On ne compte plus les start-up qui annoncent des prototypes de véhicules volants personnels. Mais les projets qui aboutissent restent rares. Seulement Kitty Hawk, qui propose des motos volantes, est cette fois aidée par le fondateur de Google, Larry Page, qui a investi plusieurs millions de dollars dans le projet. La start-up vient d’annoncer la commercialisation de ses engins pour la fin 2017. La vidéo de présentation cumule près de 2 millions de vues en 48 heures. L’engin ressemble à un jet-ski. Ou à un drone. D’une centaine de kilos, le véhicule est propulsé par huit rotors, à 40 km/h maximum, et repose sur deux flotteurs. Il ne peut transporter qu’une personne, qui n’aura pas besoin de permis de conduire, mais simplement d’une « formation de deux heures ». Le déplacement ne pourra se faire que sur eau douce.
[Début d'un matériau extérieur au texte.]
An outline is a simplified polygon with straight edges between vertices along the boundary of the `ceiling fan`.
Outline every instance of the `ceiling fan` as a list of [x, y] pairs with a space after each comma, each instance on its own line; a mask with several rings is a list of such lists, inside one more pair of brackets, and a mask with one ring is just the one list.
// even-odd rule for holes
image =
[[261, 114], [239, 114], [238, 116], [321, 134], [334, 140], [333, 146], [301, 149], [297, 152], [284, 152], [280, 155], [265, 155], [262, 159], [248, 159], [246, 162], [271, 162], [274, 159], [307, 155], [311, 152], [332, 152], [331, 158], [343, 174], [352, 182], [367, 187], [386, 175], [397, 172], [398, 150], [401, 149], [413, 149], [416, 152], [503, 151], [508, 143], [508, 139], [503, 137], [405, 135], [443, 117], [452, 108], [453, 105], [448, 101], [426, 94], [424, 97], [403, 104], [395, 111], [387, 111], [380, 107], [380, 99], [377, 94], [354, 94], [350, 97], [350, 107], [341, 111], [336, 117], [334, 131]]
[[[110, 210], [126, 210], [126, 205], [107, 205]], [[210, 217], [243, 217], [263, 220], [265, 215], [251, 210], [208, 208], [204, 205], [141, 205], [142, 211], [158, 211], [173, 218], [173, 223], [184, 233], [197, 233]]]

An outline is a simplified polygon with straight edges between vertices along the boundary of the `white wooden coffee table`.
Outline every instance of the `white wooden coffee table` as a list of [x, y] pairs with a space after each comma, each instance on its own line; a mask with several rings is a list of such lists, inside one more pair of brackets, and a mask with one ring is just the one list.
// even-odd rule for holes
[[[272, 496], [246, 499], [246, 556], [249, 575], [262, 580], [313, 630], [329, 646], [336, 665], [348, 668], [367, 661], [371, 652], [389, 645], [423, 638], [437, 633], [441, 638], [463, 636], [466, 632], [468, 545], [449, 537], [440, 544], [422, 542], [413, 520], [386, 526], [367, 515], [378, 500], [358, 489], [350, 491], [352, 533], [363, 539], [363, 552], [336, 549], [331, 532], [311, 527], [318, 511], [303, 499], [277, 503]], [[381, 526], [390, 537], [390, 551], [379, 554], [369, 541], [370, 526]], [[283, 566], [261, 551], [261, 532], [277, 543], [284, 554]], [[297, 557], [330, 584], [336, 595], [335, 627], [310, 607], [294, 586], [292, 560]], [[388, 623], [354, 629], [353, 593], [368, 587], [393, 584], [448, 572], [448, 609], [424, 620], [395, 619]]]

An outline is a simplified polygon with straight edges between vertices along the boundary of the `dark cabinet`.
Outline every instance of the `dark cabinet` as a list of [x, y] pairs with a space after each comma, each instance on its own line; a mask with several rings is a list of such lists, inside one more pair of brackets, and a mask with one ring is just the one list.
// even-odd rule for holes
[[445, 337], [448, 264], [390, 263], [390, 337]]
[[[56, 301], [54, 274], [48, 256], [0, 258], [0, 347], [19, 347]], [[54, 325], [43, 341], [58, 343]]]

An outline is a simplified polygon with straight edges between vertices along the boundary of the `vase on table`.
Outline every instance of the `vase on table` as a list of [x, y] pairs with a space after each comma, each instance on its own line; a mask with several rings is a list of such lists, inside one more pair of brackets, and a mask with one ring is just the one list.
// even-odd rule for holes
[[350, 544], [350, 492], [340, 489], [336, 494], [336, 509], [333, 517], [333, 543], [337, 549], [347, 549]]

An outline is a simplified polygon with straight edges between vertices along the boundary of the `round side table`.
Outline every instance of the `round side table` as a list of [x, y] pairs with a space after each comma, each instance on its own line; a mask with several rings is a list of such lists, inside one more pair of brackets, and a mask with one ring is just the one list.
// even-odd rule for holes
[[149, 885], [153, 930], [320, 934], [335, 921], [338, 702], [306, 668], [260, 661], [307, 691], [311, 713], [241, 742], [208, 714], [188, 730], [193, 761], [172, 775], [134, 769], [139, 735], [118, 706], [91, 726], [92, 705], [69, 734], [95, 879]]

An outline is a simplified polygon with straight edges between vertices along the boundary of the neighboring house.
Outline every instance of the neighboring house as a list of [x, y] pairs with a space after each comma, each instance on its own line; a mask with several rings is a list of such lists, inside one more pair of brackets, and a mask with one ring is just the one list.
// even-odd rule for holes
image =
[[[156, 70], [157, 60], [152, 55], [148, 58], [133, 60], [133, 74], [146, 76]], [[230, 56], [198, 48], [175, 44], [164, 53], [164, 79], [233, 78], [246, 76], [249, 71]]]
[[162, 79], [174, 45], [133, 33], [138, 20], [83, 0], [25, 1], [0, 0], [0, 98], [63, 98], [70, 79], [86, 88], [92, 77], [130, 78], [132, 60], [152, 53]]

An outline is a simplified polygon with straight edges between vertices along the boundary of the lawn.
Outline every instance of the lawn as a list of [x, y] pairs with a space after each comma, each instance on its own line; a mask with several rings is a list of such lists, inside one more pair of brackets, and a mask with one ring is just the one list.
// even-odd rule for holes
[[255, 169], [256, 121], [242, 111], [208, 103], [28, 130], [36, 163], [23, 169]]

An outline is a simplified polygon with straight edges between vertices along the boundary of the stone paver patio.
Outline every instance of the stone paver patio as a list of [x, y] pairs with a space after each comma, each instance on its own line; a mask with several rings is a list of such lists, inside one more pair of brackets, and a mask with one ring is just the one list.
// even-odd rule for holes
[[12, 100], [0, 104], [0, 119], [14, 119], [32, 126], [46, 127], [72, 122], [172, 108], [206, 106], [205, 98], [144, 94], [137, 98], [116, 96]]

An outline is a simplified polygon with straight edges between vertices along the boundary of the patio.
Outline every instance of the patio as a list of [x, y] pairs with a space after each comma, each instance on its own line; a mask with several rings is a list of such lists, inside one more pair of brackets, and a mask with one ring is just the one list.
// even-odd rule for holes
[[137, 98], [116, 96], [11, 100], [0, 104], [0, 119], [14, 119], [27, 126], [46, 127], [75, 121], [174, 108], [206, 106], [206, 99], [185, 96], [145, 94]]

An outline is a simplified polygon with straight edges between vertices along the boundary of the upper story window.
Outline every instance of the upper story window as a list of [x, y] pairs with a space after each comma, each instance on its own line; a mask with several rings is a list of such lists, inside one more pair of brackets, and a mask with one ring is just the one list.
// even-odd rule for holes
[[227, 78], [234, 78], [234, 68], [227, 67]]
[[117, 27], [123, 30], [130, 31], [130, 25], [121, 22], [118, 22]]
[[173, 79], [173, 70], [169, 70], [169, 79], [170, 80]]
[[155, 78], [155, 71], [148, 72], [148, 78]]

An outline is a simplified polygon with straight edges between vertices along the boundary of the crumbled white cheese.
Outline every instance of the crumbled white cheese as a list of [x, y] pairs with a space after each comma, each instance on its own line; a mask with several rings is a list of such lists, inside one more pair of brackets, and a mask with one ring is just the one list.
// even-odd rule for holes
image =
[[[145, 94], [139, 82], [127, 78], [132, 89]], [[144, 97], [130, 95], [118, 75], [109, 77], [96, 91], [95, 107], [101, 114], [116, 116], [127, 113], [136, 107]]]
Larry Page multiplie ses chances car il finance aussi, en parallèle, une certaine Zee Aero à hauteur de 100 millions de dollars. L’entreprise possède ses bureaux dans les environs de Mountain View. De même, le 20 avril, le constructeur Aeromobil a ouvert les précommandes pour son modèle de véhicule mi-voiture, mi-avion, pour des livraisons à partir de 2020. Airbus travaille sur des projets similaires avec « Pop Up », son projet d’objet mi-voiture volante, mi-drone, dévoilé en mars au Salon de l’Auto de Genève, et Uber vient d’organiser une conférence sur le sujet, « Elevate Summit »… Tandis que Dubaï prépare pour 2018 l’arrivée des taxis volants, Paris attend ses « Sea Bubble », mises au point par le skipper breton Alain Thébault…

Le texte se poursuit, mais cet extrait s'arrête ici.